The coherence of light includes temporal coherence and spatial coherence. However, whether it is the size of the coherence area to measure the spatial coherence or the coherence time to measure the temporal coherence, it is not a clear boundary, that is, 100% will not interfere as long as it is within their boundary, and once it exceeds the boundary, it will not interfere; Instead, the interference fringes gradually disappear, the contrast changes from large to small, and gradually drops to zero. In short, light with interference contrast between 0 and 1 can be called partially coherent light.

Based on the generalized Huygens-Fresnel diffraction integral equation (Collins formula), it is proved that the intensity distribution of Gaussian partially coherent beams is focused by a lens, and the intensity distribution near the geometric focus strongly depends on the spatial coherence of partially coherent beams. Based on this, the spatial coherence of partially coherent beams can be directly controlled to obtain the required light intensity distribution.

By choosing an appropriate coherent form, a partially coherent flat-topped beam or a partially coherent hollow beam can be obtained.

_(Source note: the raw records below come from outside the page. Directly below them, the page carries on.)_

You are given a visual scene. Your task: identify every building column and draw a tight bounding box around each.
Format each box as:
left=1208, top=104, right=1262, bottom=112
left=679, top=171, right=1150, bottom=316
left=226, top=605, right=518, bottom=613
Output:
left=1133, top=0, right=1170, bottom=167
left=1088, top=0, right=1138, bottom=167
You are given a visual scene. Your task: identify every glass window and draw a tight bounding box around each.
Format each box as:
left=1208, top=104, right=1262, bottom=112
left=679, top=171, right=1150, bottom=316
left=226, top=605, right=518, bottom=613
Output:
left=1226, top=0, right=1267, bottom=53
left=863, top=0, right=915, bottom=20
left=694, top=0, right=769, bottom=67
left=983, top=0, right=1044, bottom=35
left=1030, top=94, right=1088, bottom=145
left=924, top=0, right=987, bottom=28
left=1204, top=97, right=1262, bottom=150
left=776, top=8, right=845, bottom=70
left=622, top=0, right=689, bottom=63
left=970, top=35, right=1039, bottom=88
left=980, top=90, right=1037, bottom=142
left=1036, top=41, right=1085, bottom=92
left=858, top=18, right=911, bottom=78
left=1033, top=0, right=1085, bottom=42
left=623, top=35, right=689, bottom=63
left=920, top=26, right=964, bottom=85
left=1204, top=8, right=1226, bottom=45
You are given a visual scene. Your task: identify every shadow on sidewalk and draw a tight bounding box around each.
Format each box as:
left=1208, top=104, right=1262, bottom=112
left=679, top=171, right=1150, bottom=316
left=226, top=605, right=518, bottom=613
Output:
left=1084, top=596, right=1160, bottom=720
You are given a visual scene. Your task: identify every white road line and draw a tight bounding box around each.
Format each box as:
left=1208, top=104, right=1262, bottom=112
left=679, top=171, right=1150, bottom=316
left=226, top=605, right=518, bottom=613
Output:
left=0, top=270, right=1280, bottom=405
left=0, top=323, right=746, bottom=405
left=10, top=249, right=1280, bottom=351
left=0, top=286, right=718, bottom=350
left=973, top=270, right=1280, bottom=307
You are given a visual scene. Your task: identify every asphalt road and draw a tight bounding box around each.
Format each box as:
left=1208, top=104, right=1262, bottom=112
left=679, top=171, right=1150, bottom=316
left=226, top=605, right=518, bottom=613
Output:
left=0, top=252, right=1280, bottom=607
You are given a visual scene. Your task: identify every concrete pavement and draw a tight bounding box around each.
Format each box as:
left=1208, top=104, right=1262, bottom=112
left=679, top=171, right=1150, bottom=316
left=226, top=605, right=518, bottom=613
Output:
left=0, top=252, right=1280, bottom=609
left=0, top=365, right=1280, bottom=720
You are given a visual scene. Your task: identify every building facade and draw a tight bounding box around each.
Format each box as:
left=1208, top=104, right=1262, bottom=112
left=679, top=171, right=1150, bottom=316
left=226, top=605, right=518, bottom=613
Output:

The research on beam shaping of partially coherent beams provides a new beam shaping method for potential applications such as material processing, optical therapy and atomic optics.

Partially coherent light and coherent light have the same expression of orbital angular momentum, and the orbital angular momentum spectrum of partially coherent light is more and more dispersed with the deterioration of coherence. The orbital angular momentum spectrum of partially coherent light with orbital angular momentum is more easily affected by coherence than that of partially coherent light without orbital angular momentum.